Factory Raises $150M to Scale Enterprise AI Droids

Factory, the three-year-old startup building autonomous software development agents, closed a $150 million Series C on April 16 at a $1.5 billion valuation. Khosla Ventures led the round, with Sequoia Capital, Blackstone, Insight Partners, and a handful of smaller funds participating. Keith Rabois, a managing director at Khosla, joined the board.

The raise lands in a market that's gotten crowded fast. Cursor closed an oversubscribed enterprise round targeting a $50 billion valuation just days later. GitHub Copilot has over 1.8 million paid seats. Anthropic's Claude Code is eating into developer workflows from a different angle. Factory's pitch is that all of them are solving the wrong problem: they help developers write code faster, but they don't automate the rest of what a software team does.

TL;DR

$150M Series C led by Khosla Ventures; valuation $1.5B
Revenue doubled month-over-month for six consecutive months
Droids handle testing, review, docs, migrations - not just generation
Model-agnostic platform switches between Claude, DeepSeek, and others
Customers include Morgan Stanley, EY, Adobe, Palo Alto Networks, Adyen

What Factory Actually Builds

Factory's core product is a set of agents called Droids, designed to operate across the full software development lifecycle. The company's founders - CEO Matan Grinberg, who left a Berkeley physics PhD program, and CTO Eno Reyes, who was a ML engineer at Hugging Face before co-founding the company - met at Princeton and reconnected at a hackathon. Both were named to Forbes' 30 Under 30 in 2025.

Their bet from day one was that enterprises don't need a smarter autocomplete. They need agents that can take a task from an issue tracker and ship a pull request - with tests, documentation, and code review included.

Droids - the SDLC agent layer

Droids are Factory's individual task agents. The original use case was automating the work developers hate most: test generation, documentation updates, code review, refactoring, and migrations. Those tasks are well-defined, have clear acceptance criteria, and are tedious enough that most engineers defer them indefinitely.

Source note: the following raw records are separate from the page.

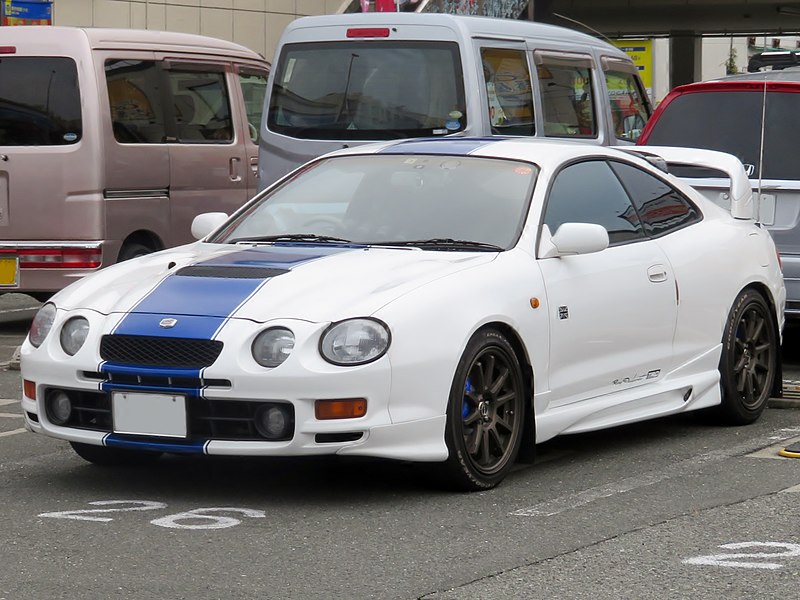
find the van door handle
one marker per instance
(657, 273)
(234, 169)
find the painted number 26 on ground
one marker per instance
(198, 518)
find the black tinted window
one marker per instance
(39, 101)
(730, 121)
(661, 208)
(368, 90)
(589, 192)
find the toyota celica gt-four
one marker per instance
(449, 302)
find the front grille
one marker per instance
(207, 419)
(159, 351)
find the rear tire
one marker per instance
(485, 414)
(748, 365)
(114, 457)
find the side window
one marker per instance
(134, 95)
(589, 192)
(629, 105)
(40, 101)
(508, 91)
(201, 104)
(567, 99)
(254, 88)
(661, 208)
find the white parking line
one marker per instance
(12, 432)
(571, 501)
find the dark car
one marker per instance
(753, 116)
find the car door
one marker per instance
(612, 313)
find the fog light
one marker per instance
(274, 422)
(59, 408)
(350, 408)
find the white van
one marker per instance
(112, 140)
(340, 80)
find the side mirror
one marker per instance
(205, 223)
(579, 238)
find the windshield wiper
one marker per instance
(445, 243)
(290, 237)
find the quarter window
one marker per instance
(661, 208)
(39, 102)
(508, 91)
(589, 192)
(567, 98)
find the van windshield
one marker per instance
(39, 101)
(730, 121)
(367, 90)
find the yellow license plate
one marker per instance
(8, 271)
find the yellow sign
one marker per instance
(641, 51)
(8, 271)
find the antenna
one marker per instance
(761, 150)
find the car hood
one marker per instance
(309, 282)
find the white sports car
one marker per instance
(451, 302)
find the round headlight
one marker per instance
(41, 325)
(273, 346)
(73, 334)
(354, 342)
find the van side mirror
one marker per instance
(579, 238)
(205, 223)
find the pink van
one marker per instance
(111, 141)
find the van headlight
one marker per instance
(355, 342)
(73, 334)
(272, 346)
(42, 324)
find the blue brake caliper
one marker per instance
(465, 406)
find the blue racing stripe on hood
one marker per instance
(202, 304)
(458, 146)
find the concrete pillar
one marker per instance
(685, 57)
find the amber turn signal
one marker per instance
(350, 408)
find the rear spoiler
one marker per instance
(741, 191)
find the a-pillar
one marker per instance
(685, 57)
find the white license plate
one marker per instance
(149, 414)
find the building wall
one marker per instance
(257, 24)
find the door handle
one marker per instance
(657, 273)
(234, 169)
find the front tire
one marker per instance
(485, 414)
(748, 364)
(114, 457)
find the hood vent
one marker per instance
(230, 272)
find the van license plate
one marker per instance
(9, 268)
(161, 415)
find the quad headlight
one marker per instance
(272, 346)
(355, 342)
(42, 324)
(73, 334)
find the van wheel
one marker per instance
(748, 364)
(133, 250)
(485, 414)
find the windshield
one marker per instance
(368, 90)
(730, 121)
(433, 201)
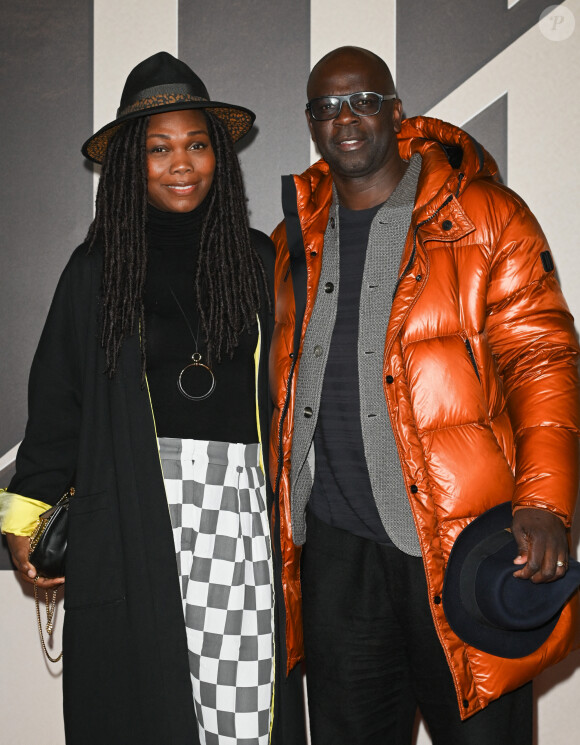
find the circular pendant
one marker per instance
(197, 378)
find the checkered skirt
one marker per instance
(216, 497)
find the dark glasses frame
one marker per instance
(347, 99)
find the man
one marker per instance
(424, 368)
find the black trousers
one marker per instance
(373, 656)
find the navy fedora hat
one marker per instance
(164, 83)
(489, 608)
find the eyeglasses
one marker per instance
(364, 103)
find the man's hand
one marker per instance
(19, 546)
(542, 543)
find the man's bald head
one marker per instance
(343, 59)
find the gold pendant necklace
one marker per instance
(190, 381)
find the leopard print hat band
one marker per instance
(164, 83)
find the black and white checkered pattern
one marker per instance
(215, 492)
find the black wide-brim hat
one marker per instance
(489, 608)
(163, 83)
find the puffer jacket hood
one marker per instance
(480, 371)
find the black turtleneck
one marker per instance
(229, 414)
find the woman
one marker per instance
(143, 395)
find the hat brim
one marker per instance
(237, 119)
(511, 644)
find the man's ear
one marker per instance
(310, 125)
(397, 114)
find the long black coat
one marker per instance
(126, 674)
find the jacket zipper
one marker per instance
(281, 427)
(471, 357)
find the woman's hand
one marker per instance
(19, 545)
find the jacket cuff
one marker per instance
(18, 514)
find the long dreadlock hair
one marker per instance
(229, 275)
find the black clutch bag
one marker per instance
(48, 542)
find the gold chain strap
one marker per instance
(50, 609)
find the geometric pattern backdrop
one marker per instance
(490, 67)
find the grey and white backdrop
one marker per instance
(506, 70)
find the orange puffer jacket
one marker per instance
(480, 375)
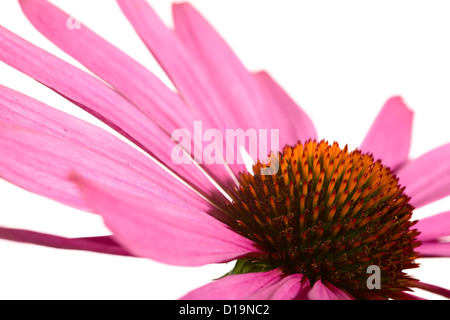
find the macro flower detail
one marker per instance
(311, 230)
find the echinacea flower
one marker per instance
(310, 231)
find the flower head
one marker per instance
(310, 230)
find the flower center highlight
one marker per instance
(328, 214)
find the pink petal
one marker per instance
(434, 249)
(229, 76)
(189, 75)
(166, 232)
(389, 138)
(140, 173)
(184, 70)
(95, 97)
(109, 63)
(235, 287)
(321, 291)
(427, 178)
(288, 288)
(285, 114)
(42, 164)
(105, 244)
(130, 78)
(434, 227)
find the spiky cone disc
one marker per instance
(329, 214)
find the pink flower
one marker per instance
(336, 230)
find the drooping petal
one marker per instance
(288, 288)
(103, 244)
(229, 76)
(152, 97)
(285, 114)
(427, 178)
(434, 249)
(181, 67)
(42, 163)
(192, 79)
(130, 165)
(321, 291)
(165, 232)
(235, 287)
(434, 227)
(111, 64)
(389, 138)
(97, 98)
(431, 288)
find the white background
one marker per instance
(340, 60)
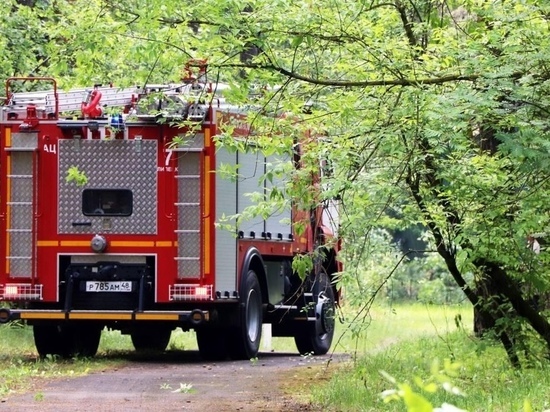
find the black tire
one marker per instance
(152, 338)
(316, 337)
(212, 343)
(244, 338)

According to Factory's benchmarks, Droids rank first on Terminal-Bench 2 and SWE-Bench Verified among software development agents. Those numbers should come with the usual benchmark caveats - Factory wrote Legacy-Bench themselves, and the two independent benchmarks (Terminal-Bench, SWE-Bench) measure capabilities that may not generalize to your specific codebase.

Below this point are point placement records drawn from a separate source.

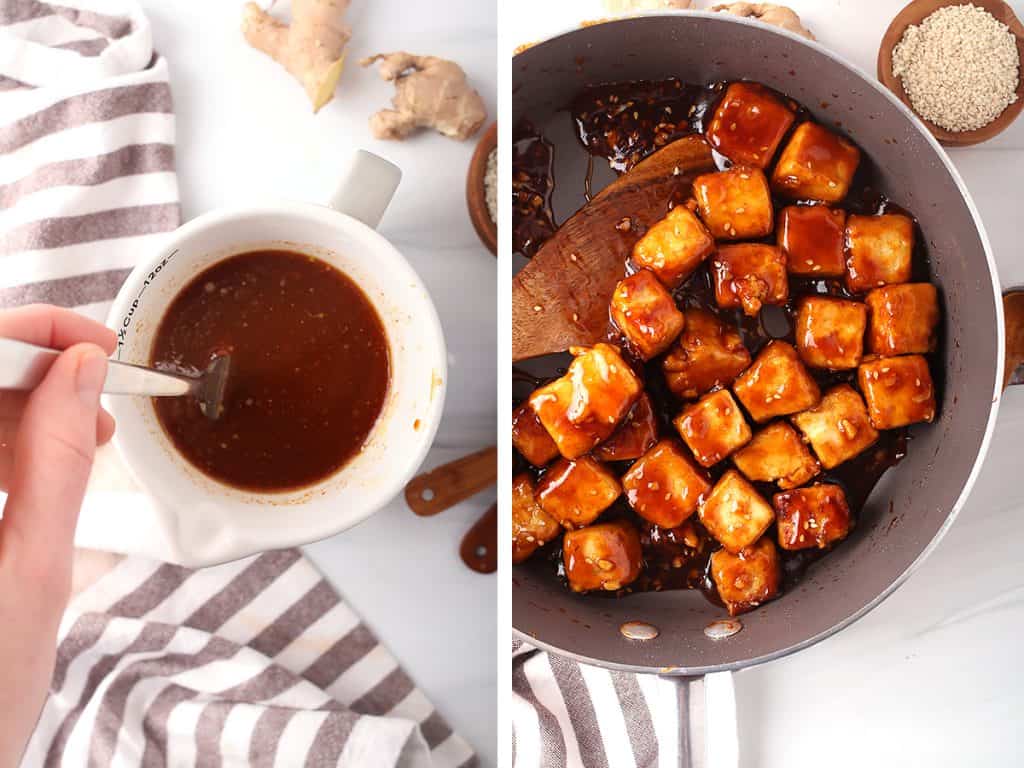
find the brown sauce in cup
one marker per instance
(308, 377)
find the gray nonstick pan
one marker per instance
(926, 491)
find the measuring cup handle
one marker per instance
(366, 187)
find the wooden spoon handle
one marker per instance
(1013, 309)
(450, 483)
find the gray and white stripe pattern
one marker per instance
(87, 182)
(569, 715)
(256, 663)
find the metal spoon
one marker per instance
(24, 366)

Droids integrate directly into existing tooling rather than replacing it. The five access paths are IDE (VS Code, JetBrains, Vim), desktop app, CLI, Slack or Teams, and project management tools like Linear. Triggering a Droid from a Linear issue assignment and getting a draft PR back is the demo most prospects see first.

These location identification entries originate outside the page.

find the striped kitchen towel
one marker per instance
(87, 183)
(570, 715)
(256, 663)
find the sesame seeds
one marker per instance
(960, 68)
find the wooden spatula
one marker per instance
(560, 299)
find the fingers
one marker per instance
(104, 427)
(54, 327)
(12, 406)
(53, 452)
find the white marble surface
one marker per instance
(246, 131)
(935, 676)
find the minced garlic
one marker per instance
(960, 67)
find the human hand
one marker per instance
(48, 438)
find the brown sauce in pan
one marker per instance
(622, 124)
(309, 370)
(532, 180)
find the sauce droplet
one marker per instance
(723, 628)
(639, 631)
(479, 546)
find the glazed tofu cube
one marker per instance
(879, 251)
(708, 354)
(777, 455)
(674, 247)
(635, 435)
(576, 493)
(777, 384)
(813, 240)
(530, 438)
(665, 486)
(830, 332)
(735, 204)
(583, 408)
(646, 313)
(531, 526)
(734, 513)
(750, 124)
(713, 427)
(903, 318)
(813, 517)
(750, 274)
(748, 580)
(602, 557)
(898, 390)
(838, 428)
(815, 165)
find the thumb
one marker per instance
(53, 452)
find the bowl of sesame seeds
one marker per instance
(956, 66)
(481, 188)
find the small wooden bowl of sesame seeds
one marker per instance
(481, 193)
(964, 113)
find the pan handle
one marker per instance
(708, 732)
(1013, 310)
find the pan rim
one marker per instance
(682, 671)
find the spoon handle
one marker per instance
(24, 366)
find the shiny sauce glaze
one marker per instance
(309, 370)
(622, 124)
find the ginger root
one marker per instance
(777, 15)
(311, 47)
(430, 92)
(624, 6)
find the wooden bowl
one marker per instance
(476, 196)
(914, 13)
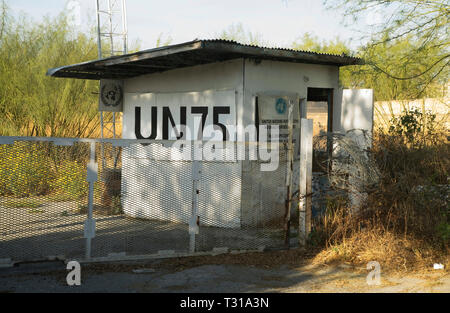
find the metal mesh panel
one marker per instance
(42, 190)
(246, 205)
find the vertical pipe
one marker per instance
(193, 225)
(289, 168)
(305, 183)
(89, 221)
(102, 152)
(110, 13)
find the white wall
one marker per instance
(264, 193)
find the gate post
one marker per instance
(194, 222)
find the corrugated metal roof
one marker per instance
(190, 54)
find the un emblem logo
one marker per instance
(280, 106)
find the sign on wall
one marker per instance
(111, 95)
(187, 116)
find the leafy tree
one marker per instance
(238, 33)
(33, 104)
(309, 42)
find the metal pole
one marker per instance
(194, 222)
(304, 204)
(110, 13)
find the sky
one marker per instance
(279, 22)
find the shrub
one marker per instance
(405, 220)
(23, 170)
(70, 179)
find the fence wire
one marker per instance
(143, 200)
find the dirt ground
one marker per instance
(221, 274)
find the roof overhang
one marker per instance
(190, 54)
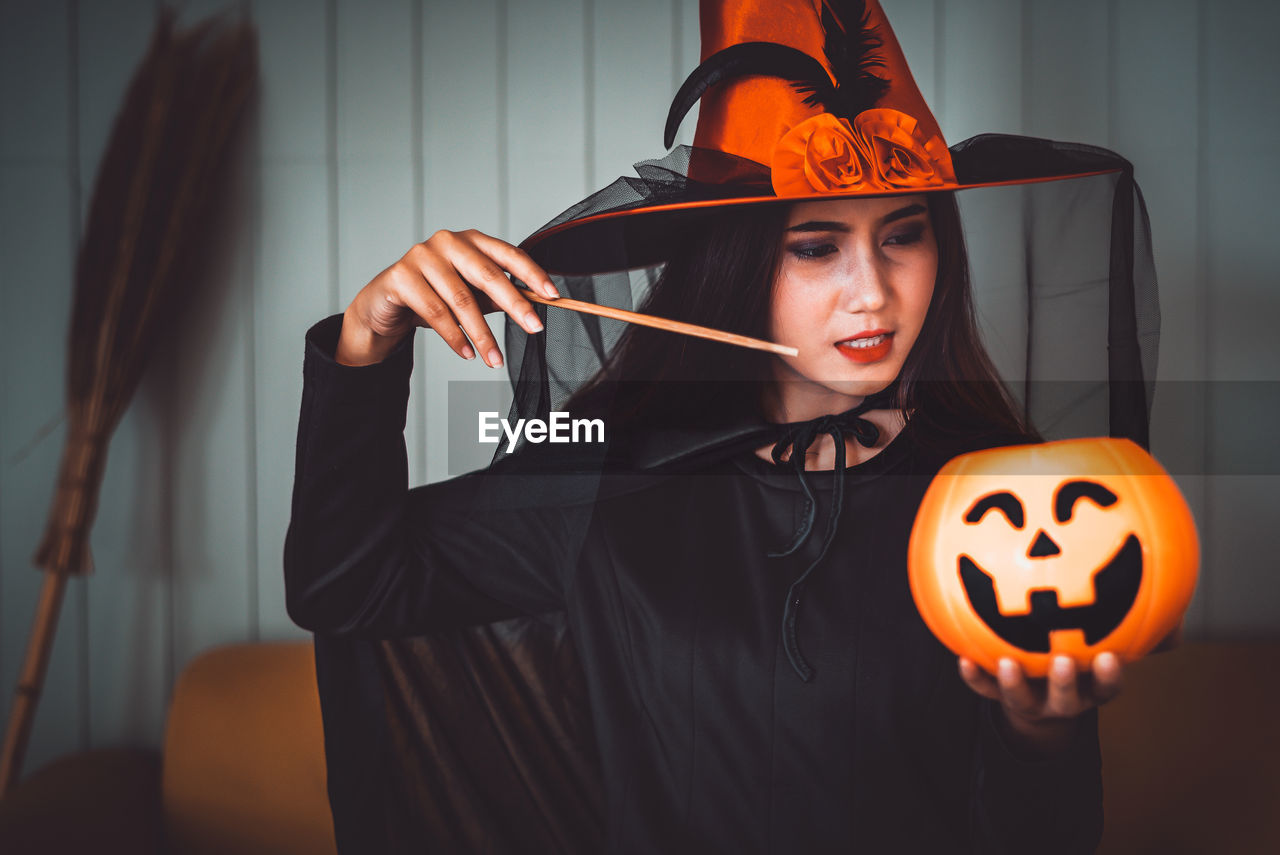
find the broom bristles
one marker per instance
(151, 201)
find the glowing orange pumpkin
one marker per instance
(1073, 547)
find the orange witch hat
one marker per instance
(799, 100)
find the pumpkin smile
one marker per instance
(1115, 588)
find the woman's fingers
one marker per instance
(978, 680)
(461, 301)
(1107, 677)
(1063, 691)
(424, 302)
(516, 261)
(489, 278)
(1015, 693)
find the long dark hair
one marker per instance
(721, 274)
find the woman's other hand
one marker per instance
(1040, 716)
(448, 283)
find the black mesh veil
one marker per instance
(1061, 274)
(480, 740)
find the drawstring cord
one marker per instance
(798, 438)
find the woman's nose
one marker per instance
(864, 286)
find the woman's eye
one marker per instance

Missions - multi-agent long-horizon workflows

Missions are Factory's answer to tasks that take days rather than hours. A Mission breaks down a complex objective - say, migrating a monolith service to a new database client - into subtasks, assigns them to individual Droids, and coordinates the work. Each Droid maintains its own context and can call back to a coordinating agent when it hits ambiguity.

Grinberg described the goal to the Wall Street Journal as building agents that handle "weeks' worth of work." That's an aspiration the platform is still working toward; Missions are the architectural attempt to get there.

Factory Desktop and CLI

Factory Desktop is a native macOS and Windows application where each Droid gets a persistent cloud machine - not a temporary sandbox. Sessions survive restarts, maintain file system state, and can be monitored across devices. The sidebar shows all active Droid sessions simultaneously, so engineers can kick off a feature build and a database migration in parallel without losing context on either.

The CLI is the integration layer for automation teams. Install via Homebrew or curl, then run from inside any repo:

# Install the Factory Droid CLI
brew install --cask droid

# Navigate to your project
cd /path/to/your/project

# Start an interactive Droid session
droid

# Switch models mid-session with a slash command
/model deepseek

# Trigger a code review pass
/review

The /model command is the model-agnostic architecture in practice. Factory routes tasks between Claude, DeepSeek, GPT-5.3-Codex, and other providers based on cost and capability. Enterprises on regulated infrastructure can pin a specific provider; everyone else lets Factory route automatically.

Robotic arm on an automated assembly line Factory's "Droids" metaphor maps directly to industrial automation - autonomous agents that handle repeatable technical tasks without human supervision for each step. Source: unsplash.com

The Funding Stack

Factory has raised in stages that track its growth. Sequoia seeded the company after Grinberg cold-emailed partner Shaun Maguire with a note about shared interests in physics research. Within six months of founding, Factory had signed two public companies and two decacorns as customers.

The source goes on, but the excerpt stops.